Experiencia y visión
La trayectoria de Anna Arzhanova al frente de la CMAS ha sido uno de los pilares de esta candidatura. Su conocimiento del ecosistema internacional y su implicación directa en la evolución de The World Games refuerzan su perfil como candidata a la presidencia. A su lado, Jan Fransoo aporta su experiencia como presidente honorario vitalicio de la IKF, mientras que John Liljelund suma su conocimiento operativo desde la IFF.
El equipo defiende una visión compartida: construir unos World Games más profesionales, visibles y sostenibles. Su propuesta pone el foco en optimizar los recursos, mejorar la coordinación con las federaciones y garantizar que cada decisión tenga un impacto directo en el desarrollo del evento y en sus deportistas.
Reforma organizativa y mayor valor para las federaciones
Uno de los ejes centrales del programa es la modernización de la estructura de la IWGA. La candidatura plantea una organización más eficiente, con roles y responsabilidades claramente definidos, así como una mayor rendición de cuentas en la gestión ejecutiva. Además, proponen reforzar los mecanismos de cooperación con las federaciones internacionales, situándolas en el centro de la toma de decisiones.
El objetivo es claro: aumentar el valor que reciben las federaciones miembro, tanto en términos de visibilidad como de apoyo financiero y operativo. En este sentido, el programa contempla reformas en los modelos de participación, acreditación y distribución de recursos, adaptándolos a las necesidades reales de cada deporte.

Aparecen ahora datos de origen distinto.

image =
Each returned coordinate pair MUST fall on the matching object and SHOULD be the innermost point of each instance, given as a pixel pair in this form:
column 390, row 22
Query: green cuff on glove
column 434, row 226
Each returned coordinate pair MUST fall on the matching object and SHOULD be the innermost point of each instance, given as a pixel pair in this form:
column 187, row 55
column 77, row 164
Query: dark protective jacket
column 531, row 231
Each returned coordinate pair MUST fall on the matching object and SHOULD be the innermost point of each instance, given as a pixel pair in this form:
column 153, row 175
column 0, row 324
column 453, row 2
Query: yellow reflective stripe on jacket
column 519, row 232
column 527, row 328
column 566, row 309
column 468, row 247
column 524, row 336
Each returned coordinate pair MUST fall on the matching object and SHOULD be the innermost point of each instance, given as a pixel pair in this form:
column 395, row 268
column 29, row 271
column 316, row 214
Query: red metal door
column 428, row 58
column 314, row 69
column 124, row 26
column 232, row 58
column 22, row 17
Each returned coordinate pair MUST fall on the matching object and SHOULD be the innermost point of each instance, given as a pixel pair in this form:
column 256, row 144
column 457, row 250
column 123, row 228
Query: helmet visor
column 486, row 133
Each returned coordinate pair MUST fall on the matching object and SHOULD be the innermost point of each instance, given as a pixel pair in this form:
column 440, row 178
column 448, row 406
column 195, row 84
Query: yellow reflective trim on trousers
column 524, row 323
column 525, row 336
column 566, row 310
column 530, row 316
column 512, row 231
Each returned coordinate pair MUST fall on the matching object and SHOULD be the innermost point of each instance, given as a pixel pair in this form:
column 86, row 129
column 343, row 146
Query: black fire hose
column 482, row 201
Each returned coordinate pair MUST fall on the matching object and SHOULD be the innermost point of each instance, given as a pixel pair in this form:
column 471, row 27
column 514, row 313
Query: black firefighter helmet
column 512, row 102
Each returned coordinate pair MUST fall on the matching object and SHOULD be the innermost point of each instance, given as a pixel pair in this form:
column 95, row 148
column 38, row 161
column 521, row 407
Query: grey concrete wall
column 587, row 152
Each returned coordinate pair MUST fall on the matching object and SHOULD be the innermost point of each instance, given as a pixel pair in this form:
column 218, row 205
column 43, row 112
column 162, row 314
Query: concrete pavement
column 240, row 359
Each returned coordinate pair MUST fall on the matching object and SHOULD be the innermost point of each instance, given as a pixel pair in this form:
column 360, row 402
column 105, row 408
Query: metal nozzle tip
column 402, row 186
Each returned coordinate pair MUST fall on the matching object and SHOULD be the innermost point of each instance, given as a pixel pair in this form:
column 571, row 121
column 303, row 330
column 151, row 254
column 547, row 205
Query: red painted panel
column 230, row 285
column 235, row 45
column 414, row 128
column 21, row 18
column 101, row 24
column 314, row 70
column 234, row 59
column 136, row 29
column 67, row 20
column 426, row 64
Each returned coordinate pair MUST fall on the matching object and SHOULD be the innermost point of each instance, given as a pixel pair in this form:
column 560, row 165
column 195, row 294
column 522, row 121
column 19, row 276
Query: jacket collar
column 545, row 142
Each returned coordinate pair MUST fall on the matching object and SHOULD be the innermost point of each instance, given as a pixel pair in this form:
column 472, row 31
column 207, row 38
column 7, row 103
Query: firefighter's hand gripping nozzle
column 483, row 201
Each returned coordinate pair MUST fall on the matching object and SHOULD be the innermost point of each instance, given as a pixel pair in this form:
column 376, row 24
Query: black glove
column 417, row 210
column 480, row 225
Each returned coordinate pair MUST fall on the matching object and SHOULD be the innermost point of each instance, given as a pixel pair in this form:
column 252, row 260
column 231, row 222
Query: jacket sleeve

Impulso al modelo comercial
La candidatura liderada por Anna Arzhanova también apuesta por una transformación profunda en el ámbito del marketing y los medios. Entre las propuestas destaca la creación de un programa comercial más ambicioso, orientado a incrementar los ingresos y reforzar la presencia global de The World Games.
Asimismo, plantean una revisión del modelo de retransmisión, priorizando la distribución televisiva internacional frente a los canales propios actuales. Esta estrategia busca aumentar el alcance del evento y mejorar su atractivo para patrocinadores y audiencias.
Evolución del formato y apoyo a los deportistas
Otro de los puntos clave del proyecto es la evolución del formato de competición. El equipo propone una organización por bloques o clusters deportivos, con el objetivo de simplificar la gestión para los comités organizadores locales y mejorar la experiencia global del evento.
En paralelo, se incluye un programa específico de apoyo a deportistas de alto nivel que no cuentan con respaldo financiero de sus comités nacionales, reforzando así el compromiso con la igualdad de oportunidades y la inclusión.
La candidatura conjunta presenta así una hoja de ruta basada en la modernización, la eficiencia y la colaboración, con el objetivo de consolidar el crecimiento de The World Games y responder a los retos actuales del movimiento deportivo internacional.